Religion
- Affiliation: Hinduism
- District: Davanagere
- Deity: Hanuman

Location
- Location: Shabanur, Davangere
- State: Karnataka
- Country: India
- Interactive map of Sri Anjaneya Swamy Temple
- Coordinates: 14°28′00″N 75°55′27″E﻿ / ﻿14.4666°N 75.9242°E

Architecture
- Creator: Vyasaraya

= Sri Anjaneya Swamy Temple, Shamanur =

Sri Anjaneya Swamy Temple is the main attraction of the Shabanur village near Davangere, Karnataka, India. Lord Hanuman is the presiding deity of the temple.
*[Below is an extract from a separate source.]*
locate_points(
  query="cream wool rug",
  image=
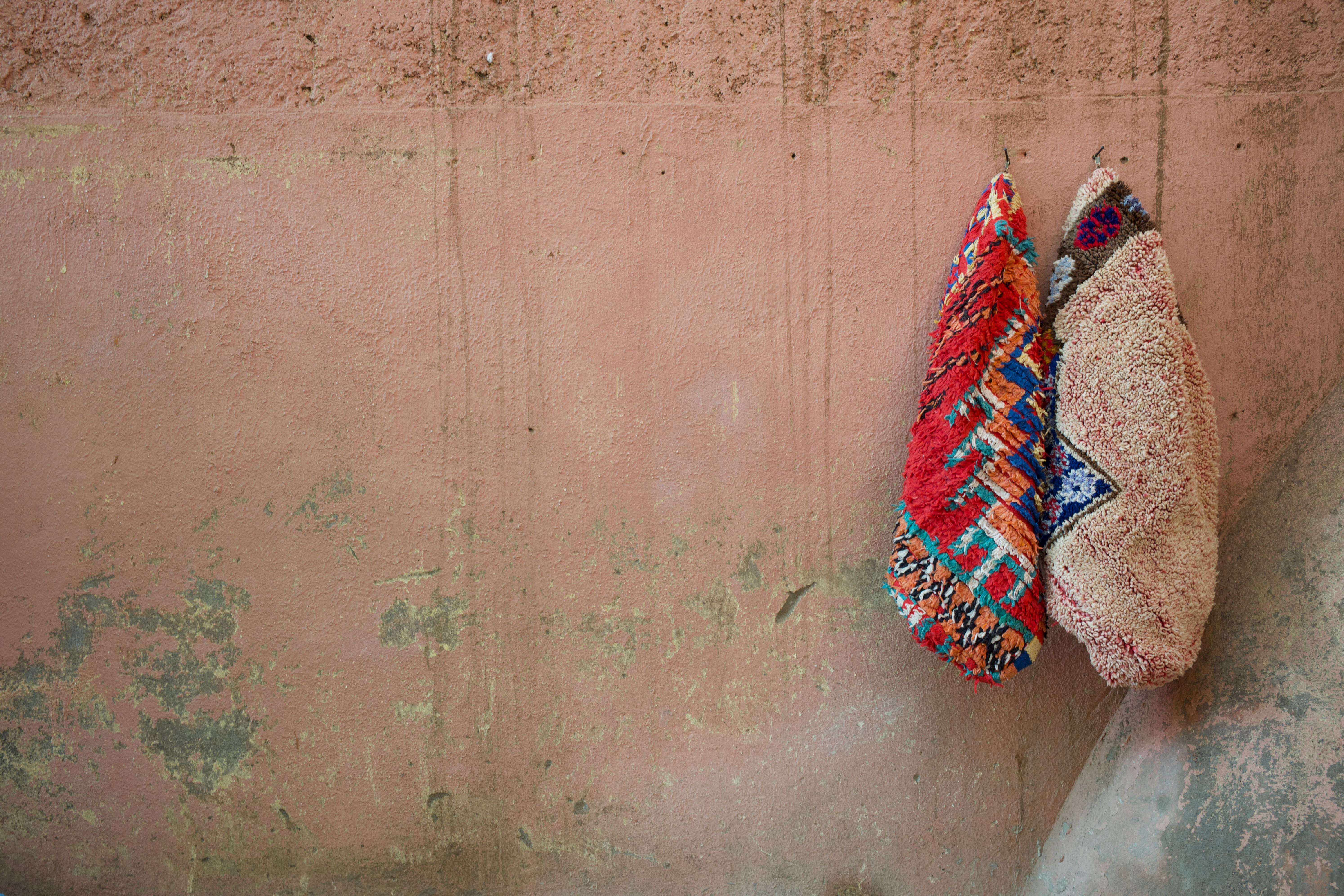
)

Idol of Sri Anjaneya Swamy inside Sanctum Sanctorum

==History==
The temple traces its origin with the history of Shabanur village around 800 years ago installed by Shri Vyasaraja swami.

==Description==

The temple was renovated in the year 2000. A new Dravidian style temple was erected in place of the old temple with the overwhelming co-operation of villagers and Davangere people.
The temple was inaugurated by Dr. Shivamurthy Shivacharya Mahaswamiji of Taralabalu Jagadguru Brihanmath, Sirigere on 11 March 2000.
The temple houses Lord Hanuman which is the village deity of Shabanur. The Sanctum Sanctorum houses the main idol of Hanuman which is about 6 foot tall and is the centre of worship. The temple also serves Davangere people for worship and is crowded especially on Saturdays.

==Festival==
Every year a car festival (Rathothsav) is held for 3 days starting from the tenth day after Mahashivratri.